A witness is someone who has firsthand knowledge about a crime through their senses and can certify to its happening and someone who has seen an event at firsthand is known as an eyewitness.
Witnesses are often called before a court of law to testify in trials and their testimony is considered crucial in the identification and arrest of a suspect and the likelihood of a jury convicting a defendant.
Eyewitness testimony needs to be reliable as it can have serious implications to the perceived guilt/innocence of a defendant.
Bartlett’s study involved the Indian folk story ‘War of the Ghosts’. He wanted to investigate the effect of schema on participant’s recall of a story. Participants were asked to read the story and then asked to recall it after a period of time. He found that the story became shorter and participants often added their own interpretation and the whole theme of the ghosts was often forgotten. Bartlett decided that memory is not accurate and is actively constructed using schemas.
A study by Loftus and Palmer in 1974 looked at the effects of language on recall in eyewitness testimony.
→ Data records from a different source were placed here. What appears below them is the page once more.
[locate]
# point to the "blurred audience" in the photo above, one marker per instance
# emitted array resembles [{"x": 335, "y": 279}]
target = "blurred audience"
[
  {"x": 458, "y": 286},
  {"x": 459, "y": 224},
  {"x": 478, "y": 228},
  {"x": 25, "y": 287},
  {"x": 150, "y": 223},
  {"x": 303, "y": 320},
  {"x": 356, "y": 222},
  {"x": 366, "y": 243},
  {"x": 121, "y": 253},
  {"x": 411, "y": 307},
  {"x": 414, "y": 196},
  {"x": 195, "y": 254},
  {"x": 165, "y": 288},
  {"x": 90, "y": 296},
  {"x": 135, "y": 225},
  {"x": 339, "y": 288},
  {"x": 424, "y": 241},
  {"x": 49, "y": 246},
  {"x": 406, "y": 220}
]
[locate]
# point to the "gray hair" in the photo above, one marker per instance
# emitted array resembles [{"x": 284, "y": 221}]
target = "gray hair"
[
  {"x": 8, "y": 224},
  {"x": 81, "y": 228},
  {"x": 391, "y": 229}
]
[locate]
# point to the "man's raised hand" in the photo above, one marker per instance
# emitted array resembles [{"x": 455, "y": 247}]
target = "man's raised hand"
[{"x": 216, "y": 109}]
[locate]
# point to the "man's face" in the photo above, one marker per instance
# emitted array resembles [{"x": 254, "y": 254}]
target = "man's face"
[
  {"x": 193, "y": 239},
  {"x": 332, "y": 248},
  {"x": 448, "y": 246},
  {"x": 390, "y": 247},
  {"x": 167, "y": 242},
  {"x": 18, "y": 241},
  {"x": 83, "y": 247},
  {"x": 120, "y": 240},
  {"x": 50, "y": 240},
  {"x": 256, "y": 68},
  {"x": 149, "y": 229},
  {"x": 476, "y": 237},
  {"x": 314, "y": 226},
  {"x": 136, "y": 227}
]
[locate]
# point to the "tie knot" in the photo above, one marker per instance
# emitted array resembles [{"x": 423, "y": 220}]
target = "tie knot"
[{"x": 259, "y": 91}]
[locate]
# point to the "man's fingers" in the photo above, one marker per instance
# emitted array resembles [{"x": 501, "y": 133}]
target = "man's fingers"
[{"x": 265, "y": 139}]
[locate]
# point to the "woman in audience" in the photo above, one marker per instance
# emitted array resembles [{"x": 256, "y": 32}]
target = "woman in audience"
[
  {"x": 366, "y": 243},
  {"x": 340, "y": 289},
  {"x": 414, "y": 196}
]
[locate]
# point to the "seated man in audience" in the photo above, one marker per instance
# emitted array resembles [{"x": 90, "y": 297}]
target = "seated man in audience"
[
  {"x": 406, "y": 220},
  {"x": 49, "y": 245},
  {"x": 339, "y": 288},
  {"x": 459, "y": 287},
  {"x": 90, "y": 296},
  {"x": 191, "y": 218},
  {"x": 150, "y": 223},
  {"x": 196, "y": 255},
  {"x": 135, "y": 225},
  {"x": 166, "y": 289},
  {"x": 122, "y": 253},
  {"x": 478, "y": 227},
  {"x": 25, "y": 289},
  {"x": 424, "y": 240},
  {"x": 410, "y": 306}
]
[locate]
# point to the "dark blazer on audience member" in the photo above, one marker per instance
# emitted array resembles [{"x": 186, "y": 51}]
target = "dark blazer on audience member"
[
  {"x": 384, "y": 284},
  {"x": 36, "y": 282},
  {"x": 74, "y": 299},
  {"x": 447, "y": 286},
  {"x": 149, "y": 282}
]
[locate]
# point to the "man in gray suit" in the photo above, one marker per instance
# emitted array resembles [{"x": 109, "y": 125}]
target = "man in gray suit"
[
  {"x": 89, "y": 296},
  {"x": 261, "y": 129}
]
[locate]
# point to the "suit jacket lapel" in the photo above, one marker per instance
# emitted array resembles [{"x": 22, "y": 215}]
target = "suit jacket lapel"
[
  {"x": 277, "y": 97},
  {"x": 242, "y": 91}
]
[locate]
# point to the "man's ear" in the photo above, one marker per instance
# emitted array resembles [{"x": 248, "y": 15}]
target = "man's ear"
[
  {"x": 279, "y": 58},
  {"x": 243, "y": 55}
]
They wanted to show that leading questions could have an effect on the memory. Participants were shown a video of a car accident and then, as if they were eyewitnesses they were asked to describe what had happened.
Specific questions were asked including “about how fast the cars were going when they hit / smashed / collided / bumped / contacted. A week later the participants were asked “did you see the broken glass”. The findings showed that the estimated speed was affected by the verb used in the question. The group with the verb smashed estimated the speed to be 40.5 mph yet the group with the verb contacted only estimated the speed to be 31.8 mph. The stronger the verb the higher the estimated speed, when the participants were asked if they saw the broken glass it was found that out of the group with the verb ‘smashed’ over 32% said they had seen the glass where only 14% in the group with the verb ‘hit’ said they had seen it. There was in fact no broken glass. Our schemas tell us it is reasonable to assume that there would be broken glass at the site of a car accident when the word smashed is used.
The strengths of the study were that it was a controlled experiment and Loftus could control all the extraneous variables, the study could be easily replicated and it had real life implications for eye witness testimony. There was however some weaknesses in that the study lacked ecological validity, it was ethically questionable and the participants were all students and therefore may not be a representative sample.
Loftus and Zanni (1975) did another study to show that it wasn’t only a verb that would have implications for the memory but that changing the word ‘a’ or ‘the’ could also have a dramatic effect. Participants were shown a video of a car accident, and then one group was asked “Did you see a broken headlight?” and the other group was asked “Did you see the broken headlight?” There wasn’t actually a broken headlight but the group asked the ‘the’ question assumed the headlight was broken and 15% said they had seen it whereas only 7% of the ‘a’ group answered yes. The use of the word ‘the’ makes the assumption that the car headlight was actually broken.
In conclusion this essay has shown that eyewitness testimony and those witnesses can be lead into giving what they believed to be true recollections of a crime or incident with the use of different verbs or changing the definite article.